Cross-origin protections tighten (CORB and Private Network Access) AI-researched
Dependency: CORS/CORB browser security
Chrome-era cross-origin hardening (CORB) and later Private Network Access restrictions reduce what browser code can read or request cross-origin, breaking works that sniff, scrape, or assemble media across domains.
Affected Artworks
Gregory Chatonsky
Cross-origin 'sniffing' of YouTube/Flickr-like sources. Browser blocks reads/requests.
Beat Brogle & Philippe Zimmermann
Aggregates many remote images in rapid sequence. Cross-origin barriers increase.
Brian Piana
Reads platform data and media across origins. Cross-origin API constraints compound platform lock-ins.
Fixes & Mitigations
- Workaround: Move cross-origin fetching to a server-side component under curatorial control; emit clean CORS headers.
- Workaround: Correct MIME types and enable appropriate CORS on owned endpoints.

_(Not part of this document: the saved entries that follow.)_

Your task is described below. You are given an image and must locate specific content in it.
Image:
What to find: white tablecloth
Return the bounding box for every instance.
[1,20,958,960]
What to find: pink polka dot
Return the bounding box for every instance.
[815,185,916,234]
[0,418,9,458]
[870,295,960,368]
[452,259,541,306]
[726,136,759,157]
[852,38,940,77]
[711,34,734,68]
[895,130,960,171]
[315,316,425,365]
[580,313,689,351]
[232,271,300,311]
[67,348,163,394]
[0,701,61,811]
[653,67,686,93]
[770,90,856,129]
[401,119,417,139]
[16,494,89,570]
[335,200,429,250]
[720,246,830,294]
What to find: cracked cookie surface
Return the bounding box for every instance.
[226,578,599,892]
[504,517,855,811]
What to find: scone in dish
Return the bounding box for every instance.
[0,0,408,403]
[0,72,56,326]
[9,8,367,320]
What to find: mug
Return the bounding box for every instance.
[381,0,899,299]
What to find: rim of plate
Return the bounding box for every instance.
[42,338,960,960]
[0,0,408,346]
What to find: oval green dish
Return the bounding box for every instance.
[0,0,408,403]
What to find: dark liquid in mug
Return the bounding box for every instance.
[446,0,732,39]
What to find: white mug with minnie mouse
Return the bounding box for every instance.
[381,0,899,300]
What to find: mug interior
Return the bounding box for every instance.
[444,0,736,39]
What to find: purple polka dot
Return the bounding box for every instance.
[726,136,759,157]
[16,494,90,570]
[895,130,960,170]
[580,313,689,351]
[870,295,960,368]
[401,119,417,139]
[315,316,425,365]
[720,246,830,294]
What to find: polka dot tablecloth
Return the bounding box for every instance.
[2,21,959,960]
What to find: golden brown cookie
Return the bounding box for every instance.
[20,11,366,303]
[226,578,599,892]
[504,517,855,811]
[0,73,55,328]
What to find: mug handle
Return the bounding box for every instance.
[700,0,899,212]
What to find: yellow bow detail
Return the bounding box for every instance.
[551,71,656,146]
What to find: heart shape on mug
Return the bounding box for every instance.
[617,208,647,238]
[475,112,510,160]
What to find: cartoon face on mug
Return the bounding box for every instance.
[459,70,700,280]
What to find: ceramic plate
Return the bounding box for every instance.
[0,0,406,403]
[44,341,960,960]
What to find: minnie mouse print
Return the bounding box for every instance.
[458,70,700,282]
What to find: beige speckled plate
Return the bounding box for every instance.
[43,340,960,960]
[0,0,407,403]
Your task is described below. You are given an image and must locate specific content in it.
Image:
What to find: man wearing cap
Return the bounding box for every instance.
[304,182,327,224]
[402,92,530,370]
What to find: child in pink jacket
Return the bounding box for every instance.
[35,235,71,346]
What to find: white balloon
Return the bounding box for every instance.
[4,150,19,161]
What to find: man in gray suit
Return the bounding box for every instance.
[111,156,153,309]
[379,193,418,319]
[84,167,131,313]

CORB blocks certain cross-origin responses from being delivered to web contexts when they might leak sensitive data. Later, Private Network Access restricts requests from public sites to private network resources.
Notes
Cross-origin changes don’t “kill the web,” but they do kill a class of artworks that treated the browser as a permissive data-mining agent.